The egg market is relatively stable. In major producing areas, quotes edged up to 3.20-3.35 yuan per jin, up 0.05-0.10 yuan per jin from yesterday. In the futures market, the lead contract quote for eggs was 3375 yuan per 500kg, down slightly by 0.18%. Regionally, major producing areas in the North such as Shandong, Henan, and Hebei showed prominent upward momentum, while in main sales regions such as Beijing and Shanghai, quotes were steady. Market analysis says that current high feed costs support the bottom of egg prices; combined with a relatively slow pace of culling old hens, there is no tightness pressure on the supply side in the short term, and prices are expected to maintain a narrow-ranging volatility pattern.
The cattle and sheep market is operating steady-to-strong. In major producing areas, the mainstream price of fattening beef cattle is 18.4-20.2 yuan per jin. North China production areas lead on quotes. In the Northeast, live cattle are 18.0-18.8 yuan per jin, with quality cattle sources selling well. The average price of fattening sheep is 12.5-14.0 yuan per jin. In Anhui and Jiangsu production areas, quotes are relatively firm. The national average price of mutton is 36.78 yuan per jin, with a slight month-over-month decline. Inner Mongolia’s purchase price for fattening sheep was lowered slightly; more big ewes’ lambs are being sold at market, but market movement is somewhat slower. Industry information indicates that tight slaughter-ready cattle sources and high feed costs together support cattle prices, and breeders’ sentiment to hold and sell less is strong.
Fluctuations in the feedstuff raw materials market are intensifying.

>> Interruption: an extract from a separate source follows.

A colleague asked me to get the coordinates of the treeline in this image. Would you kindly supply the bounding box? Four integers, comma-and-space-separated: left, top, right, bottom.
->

Soybean meal spot quotes are mainly stable. The average price of soy meal among major domestic oil mills nationwide is 3170-3370 yuan per ton, and coastal port quotes are on the high side. In the futures market, the September soybean meal contract recorded a “four consecutive bullish sessions” pattern, with the price center lifting to above 2900. Analysts believe that in the short term, soybean meal prices are affected by three factors: the trend in U.S. soybeans, the domestic oil mills’ operating rates, and breeding demand. Therefore, soybean meal prices are expected to remain in a high-level sideways-to-volatile range. The corn market, meanwhile, shows regional differentiation: in some areas prices adjust slightly, and trading sentiment is cautious.